A noite é longa e começa cedo e o gato já faz sentinela. Confere os mesmos sítios em rotas insuspeitas, não esteja ele a ser seguido.
Pára.
Com uma angústia miada detém-se naquele local exacto. Naquele local onde eu não vejo nada. É aí que ele se sustém e irrompe esse vazio com o seu focinho, enrolando-se com o ar, sentindo a carícia, entregando-se a ela, perfurando o chão como se a fosse encontrar. Naquele preciso local, onde não há nada.
E retoma a sua jornada.

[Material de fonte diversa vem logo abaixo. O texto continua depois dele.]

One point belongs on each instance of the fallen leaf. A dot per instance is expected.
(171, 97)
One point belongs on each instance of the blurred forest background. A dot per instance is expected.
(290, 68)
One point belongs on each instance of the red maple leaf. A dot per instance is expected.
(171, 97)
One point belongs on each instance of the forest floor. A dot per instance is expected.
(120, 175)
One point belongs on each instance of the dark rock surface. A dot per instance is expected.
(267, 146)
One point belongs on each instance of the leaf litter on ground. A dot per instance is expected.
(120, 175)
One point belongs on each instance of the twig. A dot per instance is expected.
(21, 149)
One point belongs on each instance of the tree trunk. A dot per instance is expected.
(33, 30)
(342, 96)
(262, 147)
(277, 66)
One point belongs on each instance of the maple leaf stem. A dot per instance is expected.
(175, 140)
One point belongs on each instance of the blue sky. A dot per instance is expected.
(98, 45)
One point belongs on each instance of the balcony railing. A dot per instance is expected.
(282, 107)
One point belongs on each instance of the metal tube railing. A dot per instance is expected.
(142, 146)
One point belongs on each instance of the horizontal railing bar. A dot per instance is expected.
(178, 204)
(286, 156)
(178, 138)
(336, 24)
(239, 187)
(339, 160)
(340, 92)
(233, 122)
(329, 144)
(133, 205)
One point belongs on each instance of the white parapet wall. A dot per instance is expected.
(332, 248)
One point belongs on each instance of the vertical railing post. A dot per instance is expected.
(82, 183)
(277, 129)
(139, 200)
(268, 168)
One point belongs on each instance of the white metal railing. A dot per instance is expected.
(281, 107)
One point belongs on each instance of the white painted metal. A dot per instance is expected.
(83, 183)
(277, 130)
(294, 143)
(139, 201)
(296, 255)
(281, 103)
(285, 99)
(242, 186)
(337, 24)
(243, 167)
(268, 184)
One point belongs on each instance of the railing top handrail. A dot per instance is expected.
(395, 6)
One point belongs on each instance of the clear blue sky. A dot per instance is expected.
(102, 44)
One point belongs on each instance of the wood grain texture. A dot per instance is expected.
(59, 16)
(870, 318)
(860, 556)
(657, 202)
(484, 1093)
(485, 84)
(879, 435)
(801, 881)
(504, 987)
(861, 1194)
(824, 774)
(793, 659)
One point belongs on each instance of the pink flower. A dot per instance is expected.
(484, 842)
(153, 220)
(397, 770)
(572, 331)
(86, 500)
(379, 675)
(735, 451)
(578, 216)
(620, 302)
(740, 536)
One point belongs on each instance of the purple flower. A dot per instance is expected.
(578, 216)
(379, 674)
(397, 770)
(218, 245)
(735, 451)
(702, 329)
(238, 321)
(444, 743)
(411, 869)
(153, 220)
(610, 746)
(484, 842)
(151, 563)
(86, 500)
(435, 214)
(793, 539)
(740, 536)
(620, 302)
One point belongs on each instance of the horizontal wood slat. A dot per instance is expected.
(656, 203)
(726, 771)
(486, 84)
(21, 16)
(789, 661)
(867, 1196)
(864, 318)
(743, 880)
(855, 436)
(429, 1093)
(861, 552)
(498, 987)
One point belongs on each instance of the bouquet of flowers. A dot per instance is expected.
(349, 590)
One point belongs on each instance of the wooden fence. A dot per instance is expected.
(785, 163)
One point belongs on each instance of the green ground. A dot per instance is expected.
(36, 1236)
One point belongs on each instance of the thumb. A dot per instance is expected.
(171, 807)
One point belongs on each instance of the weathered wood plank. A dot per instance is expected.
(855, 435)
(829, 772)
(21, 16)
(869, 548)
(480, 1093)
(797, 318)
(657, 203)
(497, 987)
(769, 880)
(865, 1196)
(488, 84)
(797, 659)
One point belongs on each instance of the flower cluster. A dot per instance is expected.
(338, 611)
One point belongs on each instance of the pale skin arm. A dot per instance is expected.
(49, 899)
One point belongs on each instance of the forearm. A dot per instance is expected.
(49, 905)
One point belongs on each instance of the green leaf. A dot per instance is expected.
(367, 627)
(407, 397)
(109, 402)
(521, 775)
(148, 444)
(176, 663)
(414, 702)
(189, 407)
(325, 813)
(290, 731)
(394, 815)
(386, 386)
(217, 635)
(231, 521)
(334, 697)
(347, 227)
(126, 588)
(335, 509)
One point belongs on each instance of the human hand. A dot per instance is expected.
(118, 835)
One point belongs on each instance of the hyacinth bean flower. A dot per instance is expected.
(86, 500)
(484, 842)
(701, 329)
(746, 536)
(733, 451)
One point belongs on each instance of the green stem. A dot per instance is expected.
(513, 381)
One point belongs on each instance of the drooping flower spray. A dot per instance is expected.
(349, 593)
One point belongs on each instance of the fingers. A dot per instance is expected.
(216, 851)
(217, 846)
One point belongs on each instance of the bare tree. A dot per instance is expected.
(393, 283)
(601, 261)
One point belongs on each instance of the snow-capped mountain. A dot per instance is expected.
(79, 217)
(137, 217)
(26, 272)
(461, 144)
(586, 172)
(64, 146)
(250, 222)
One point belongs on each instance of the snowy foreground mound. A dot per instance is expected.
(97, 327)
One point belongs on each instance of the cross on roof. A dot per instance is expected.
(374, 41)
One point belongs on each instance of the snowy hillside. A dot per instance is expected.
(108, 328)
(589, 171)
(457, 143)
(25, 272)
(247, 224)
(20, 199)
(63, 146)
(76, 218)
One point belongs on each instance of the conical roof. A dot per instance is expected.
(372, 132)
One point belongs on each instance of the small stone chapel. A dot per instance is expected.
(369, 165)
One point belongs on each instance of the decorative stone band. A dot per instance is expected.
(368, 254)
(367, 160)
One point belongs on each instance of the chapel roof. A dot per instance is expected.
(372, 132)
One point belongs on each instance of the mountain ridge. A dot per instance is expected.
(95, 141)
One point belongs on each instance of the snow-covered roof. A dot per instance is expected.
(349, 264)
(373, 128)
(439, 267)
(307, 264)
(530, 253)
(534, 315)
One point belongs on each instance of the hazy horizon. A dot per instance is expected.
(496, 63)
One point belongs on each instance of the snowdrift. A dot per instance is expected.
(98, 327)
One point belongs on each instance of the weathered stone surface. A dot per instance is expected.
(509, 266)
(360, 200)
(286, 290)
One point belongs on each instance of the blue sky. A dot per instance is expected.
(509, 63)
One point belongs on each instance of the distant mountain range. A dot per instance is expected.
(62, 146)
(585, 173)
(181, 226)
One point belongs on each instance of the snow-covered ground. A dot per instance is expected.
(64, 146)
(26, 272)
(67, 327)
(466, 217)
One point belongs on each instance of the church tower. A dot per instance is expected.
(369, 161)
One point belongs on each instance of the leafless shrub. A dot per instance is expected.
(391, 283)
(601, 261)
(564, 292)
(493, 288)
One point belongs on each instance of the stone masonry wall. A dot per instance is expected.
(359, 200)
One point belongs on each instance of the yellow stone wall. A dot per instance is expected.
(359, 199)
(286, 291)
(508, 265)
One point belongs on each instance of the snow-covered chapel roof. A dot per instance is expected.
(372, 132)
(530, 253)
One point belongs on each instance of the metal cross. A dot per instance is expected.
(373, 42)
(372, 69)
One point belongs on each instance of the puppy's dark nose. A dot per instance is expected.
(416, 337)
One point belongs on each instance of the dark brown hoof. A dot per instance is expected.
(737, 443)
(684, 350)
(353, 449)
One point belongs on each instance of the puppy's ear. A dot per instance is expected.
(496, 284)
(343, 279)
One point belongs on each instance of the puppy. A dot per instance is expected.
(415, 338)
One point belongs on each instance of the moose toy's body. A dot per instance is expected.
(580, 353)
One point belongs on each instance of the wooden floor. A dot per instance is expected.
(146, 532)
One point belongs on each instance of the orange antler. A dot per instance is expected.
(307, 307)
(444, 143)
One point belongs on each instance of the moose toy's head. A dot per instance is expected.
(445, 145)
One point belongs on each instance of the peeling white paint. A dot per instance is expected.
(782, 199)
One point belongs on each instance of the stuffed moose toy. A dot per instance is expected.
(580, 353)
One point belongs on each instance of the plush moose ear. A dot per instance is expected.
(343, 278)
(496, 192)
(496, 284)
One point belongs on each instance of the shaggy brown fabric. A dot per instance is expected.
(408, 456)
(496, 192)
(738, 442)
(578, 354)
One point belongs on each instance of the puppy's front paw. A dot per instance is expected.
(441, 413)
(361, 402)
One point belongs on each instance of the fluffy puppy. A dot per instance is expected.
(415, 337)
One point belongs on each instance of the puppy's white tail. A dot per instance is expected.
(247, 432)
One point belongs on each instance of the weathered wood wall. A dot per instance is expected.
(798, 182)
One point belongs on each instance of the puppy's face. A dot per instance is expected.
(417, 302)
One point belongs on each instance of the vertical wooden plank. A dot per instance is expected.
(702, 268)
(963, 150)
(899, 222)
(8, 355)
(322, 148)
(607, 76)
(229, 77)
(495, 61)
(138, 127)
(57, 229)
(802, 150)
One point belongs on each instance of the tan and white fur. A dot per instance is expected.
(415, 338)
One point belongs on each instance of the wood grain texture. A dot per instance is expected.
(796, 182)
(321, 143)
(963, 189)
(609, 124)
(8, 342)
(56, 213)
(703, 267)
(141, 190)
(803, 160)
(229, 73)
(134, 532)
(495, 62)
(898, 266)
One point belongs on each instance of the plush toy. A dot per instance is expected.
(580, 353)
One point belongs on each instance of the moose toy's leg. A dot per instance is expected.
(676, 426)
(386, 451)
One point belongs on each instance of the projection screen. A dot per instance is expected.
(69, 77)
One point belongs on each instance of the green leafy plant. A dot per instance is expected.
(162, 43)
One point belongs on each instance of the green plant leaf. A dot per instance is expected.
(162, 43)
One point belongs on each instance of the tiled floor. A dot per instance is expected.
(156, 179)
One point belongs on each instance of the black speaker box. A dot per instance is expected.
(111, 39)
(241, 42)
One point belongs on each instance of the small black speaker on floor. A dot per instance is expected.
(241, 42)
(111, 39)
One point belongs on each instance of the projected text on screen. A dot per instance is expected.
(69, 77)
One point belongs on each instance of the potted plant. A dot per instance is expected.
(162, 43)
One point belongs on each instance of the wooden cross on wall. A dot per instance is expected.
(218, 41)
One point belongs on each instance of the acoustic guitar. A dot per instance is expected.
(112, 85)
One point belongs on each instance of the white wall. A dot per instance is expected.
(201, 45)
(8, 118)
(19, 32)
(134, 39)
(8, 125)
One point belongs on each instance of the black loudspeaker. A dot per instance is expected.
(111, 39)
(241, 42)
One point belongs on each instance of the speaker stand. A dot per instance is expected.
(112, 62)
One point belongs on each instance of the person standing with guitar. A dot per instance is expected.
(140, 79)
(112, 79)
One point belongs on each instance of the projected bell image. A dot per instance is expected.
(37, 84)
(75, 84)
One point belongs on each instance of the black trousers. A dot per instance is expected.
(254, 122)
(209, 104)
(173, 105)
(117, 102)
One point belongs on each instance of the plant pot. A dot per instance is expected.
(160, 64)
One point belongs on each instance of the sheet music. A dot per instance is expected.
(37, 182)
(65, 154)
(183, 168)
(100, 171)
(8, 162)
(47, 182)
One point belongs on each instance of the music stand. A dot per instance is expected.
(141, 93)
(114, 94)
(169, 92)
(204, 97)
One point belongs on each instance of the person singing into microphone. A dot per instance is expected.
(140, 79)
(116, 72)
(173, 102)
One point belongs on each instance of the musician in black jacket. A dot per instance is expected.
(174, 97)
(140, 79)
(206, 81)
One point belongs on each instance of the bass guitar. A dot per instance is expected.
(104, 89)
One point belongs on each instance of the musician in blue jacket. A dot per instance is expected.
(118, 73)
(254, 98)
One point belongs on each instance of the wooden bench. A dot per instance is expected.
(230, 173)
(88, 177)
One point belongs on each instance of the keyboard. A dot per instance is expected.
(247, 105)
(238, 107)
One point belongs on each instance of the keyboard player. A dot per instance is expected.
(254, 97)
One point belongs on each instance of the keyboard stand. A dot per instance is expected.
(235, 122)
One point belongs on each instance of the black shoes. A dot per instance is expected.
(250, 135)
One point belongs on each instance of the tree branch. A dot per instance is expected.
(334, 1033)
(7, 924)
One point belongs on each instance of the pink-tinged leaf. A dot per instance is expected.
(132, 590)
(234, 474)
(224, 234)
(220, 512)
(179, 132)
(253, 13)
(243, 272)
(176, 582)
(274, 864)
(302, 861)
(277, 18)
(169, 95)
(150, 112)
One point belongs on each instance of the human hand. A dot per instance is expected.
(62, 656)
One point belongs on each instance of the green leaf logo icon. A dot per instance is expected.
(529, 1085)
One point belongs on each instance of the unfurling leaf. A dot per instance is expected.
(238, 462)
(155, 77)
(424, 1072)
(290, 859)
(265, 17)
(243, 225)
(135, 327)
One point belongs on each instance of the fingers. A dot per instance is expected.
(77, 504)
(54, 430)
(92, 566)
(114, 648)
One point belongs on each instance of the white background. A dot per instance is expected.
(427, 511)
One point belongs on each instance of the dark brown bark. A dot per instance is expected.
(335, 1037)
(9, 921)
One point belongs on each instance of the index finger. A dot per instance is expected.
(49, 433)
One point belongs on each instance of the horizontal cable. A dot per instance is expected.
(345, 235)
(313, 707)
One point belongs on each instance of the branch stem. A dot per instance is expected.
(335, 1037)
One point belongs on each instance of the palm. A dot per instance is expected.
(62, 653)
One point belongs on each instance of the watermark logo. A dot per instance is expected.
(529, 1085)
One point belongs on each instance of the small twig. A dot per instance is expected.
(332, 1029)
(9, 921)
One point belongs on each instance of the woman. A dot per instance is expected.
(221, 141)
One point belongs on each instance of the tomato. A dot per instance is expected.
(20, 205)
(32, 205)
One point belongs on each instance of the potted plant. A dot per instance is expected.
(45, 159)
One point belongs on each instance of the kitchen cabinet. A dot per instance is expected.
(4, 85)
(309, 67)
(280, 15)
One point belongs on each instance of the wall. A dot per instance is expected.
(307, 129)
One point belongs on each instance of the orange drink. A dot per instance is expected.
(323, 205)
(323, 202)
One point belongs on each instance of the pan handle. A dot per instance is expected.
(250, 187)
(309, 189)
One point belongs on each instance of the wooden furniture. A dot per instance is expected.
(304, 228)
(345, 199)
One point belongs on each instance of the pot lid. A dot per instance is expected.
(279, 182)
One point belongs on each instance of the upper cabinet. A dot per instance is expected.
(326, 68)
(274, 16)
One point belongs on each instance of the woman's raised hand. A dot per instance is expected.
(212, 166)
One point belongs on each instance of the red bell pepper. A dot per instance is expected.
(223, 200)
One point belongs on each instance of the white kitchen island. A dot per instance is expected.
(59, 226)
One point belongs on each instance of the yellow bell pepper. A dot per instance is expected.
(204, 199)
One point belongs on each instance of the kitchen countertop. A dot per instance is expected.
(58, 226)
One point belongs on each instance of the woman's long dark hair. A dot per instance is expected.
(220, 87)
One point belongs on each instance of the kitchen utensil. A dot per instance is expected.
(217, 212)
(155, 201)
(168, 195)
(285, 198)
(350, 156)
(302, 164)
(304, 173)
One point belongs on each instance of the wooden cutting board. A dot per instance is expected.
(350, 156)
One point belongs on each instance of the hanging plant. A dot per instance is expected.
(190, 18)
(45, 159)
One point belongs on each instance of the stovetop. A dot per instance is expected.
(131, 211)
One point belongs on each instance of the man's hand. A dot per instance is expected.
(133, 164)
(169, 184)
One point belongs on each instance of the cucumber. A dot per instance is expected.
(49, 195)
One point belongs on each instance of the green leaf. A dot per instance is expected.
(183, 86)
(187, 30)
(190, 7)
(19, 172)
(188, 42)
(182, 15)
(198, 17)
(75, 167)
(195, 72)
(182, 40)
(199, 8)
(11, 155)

Dois passos a seguir e  é ali, corrige um passo para trás, é indiscutivelmente ali, que é esperada a sua carícia. E ainda faltam tantos cantos. E o seu amor é incansável,  faz parte do seu oficio, cumpre-o com distinção - desesperadamente em cada entrega, pacientemente no entretanto de quem sabe infinita a sua missão.
 E se tiver que percorrer o mundo preenchendo todos os espaços vazios, onde eu não vejo nada, em angustia miada, assim o fará e o tomará como seu.

É assim o cio. Não retiro daqui nenhuma conclusão.

Acabou o seu turno, a noite  faz ainda sua guarda, ele lambe do pelo a exaustão de quem tanto deu sem querer retorno e pé ante pé se recolhe no meu cabelo. Eu agradeço, ainda acordada.


sábado, 9 de março de 2013

O teu Alentejo é isto



Fui ao Alentejo 
e quando lá cheguei ressentia-me
e os meus olhos tanta luz.
E a meio de um dia de tempestade,
lá havia sol. claro.
Sentei-me num muro,
sentia a nuca a aquecer rapidamente,
suavemente,
e os pássaros e os sinos,
"olá boa tarde".
E numa golfada de ar cabia tanto Tempo.
Trouxe um bocadinho a mais para casa.


segunda-feira, 11 de fevereiro de 2013

O Alentejo tem côr branca de trovoada,

O Alentejo tem côr branca de trovoada,
que se disfarça de luz caiada,
nuvens rastejam como sombras,
tudo conspira para parecer
que é terra abençoada.

Te embrenha sorrateira,
terra desconfiada,
mostra-te a melhor camisa,
soalheira,
bordada de cânticos de pássaros,
de sinos perpétuos enfeitada.

Ali julgas já teu,
o teu Alentejo.
Viúva negra tece já a teia,
em que mergulhas
hipnotizado,
E o teu sangue,
é ela que bombeia no seu
compasso desacelerado,
pelo teu corpo já semeia
destino tatuado.

Serás sempre dele,
do teu Alentejo,
ainda que nele 
não permaneças.
O ritmo do teu sangue 
é ainda ele que o dita,
terra bendita,
que nunca a esqueças.




terça-feira, 29 de janeiro de 2013

Quando o branco se vai esbranquiçando






Vou-me abstendo do título deste blog.
Vai-se afundando esta cidade dentro fundo de mim, nunca para fora. Criança mimada foge para dentro do meu coração, tranca a porta. Ninguém entra ninguém Sai.
Irremediável.
Um dia vou-te pregar uma partida, vou visitar-te eu a ti.